Quench dynamics of disordered quadrupolar Bose-Einstein condensates

TL;DR

This paper explores how quenched interactions and disorder affect the equilibrium and nonequilibrium dynamics of three-dimensional disordered quadrupolar Bose-Einstein condensates, revealing enhanced depletion and oscillatory behavior.

Contribution

It introduces a systematic analysis of quench dynamics in disordered quadrupolar BECs using the Bogoliubov-Huang-Meng approximation, establishing validity criteria and uncovering new dynamical effects.

Findings

Disorder and quenched interactions modify static and dynamic properties.

Quantum depletion and condensate deformation increase in steady state.

Damped oscillations depend on disorder correlation length and quadrupolar interaction.

Abstract

We systematically investigate the equilibrium and the nonequilibrium quench dynamics of three-dimensional disordered quadrupolar Bose-Einstein condensates.

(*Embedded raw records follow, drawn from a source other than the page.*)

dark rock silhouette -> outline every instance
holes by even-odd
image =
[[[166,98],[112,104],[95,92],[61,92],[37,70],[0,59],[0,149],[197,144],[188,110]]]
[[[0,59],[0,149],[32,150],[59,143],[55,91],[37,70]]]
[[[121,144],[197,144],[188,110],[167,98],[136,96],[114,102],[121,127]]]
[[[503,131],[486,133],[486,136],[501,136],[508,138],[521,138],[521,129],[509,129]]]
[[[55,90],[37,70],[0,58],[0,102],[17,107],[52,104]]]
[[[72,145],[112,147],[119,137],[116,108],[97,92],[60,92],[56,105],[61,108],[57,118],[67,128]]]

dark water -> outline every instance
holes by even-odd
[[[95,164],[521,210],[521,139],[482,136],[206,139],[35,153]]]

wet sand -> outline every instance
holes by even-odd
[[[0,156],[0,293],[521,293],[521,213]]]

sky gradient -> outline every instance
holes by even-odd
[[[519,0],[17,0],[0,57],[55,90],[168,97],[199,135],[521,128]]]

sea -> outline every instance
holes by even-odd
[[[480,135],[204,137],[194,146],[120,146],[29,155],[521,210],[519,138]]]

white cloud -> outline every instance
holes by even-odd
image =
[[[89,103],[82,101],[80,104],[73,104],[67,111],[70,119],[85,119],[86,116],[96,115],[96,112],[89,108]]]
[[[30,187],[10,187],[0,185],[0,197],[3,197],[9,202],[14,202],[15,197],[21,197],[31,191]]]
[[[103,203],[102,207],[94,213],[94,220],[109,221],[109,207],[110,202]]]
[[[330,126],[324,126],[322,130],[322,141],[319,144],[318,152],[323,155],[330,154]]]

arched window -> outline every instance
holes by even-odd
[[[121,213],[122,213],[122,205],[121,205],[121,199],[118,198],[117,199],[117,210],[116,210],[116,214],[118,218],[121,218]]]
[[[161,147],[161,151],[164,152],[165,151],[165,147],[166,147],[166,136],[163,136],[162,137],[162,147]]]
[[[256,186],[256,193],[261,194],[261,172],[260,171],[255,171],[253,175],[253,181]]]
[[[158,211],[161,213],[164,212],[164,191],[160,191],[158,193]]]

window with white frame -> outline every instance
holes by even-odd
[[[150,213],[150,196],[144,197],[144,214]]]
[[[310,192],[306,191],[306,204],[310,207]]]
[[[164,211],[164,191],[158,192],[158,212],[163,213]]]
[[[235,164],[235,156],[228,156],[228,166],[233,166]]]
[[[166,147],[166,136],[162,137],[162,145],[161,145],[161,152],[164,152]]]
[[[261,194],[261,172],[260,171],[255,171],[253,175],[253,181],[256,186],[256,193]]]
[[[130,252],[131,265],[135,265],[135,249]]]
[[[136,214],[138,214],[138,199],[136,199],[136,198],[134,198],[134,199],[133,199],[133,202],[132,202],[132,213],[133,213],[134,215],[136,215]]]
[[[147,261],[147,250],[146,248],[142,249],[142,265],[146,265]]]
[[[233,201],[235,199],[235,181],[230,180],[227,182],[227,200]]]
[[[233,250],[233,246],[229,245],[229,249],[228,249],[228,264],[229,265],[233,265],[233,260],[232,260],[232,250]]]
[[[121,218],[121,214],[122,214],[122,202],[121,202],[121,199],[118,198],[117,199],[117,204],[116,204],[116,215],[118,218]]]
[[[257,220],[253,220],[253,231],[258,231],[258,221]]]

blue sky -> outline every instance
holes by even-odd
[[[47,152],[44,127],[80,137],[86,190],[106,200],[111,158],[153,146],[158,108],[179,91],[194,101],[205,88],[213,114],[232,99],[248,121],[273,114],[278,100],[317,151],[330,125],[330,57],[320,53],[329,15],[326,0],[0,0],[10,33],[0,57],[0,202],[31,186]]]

Within the Bogoliubov-Huang-Meng approximation, we show that the combined effect of quenched interactions, disorder and excitations may modify the static as well as the dynamic properties of the system. The validity criterion of the developed approach is accurately established. By quenching the interaction strength, we reveal that the quantum depletion and the deformation condensate induced by disorder are enhanced in the asymptotic steady state compared to the corresponding equilibrium values. The time evolution of the condensate deformation is accompanied by damped oscillations with amplitudes strongly depend on the disorder correlation length and on the relative quadrupolar interaction.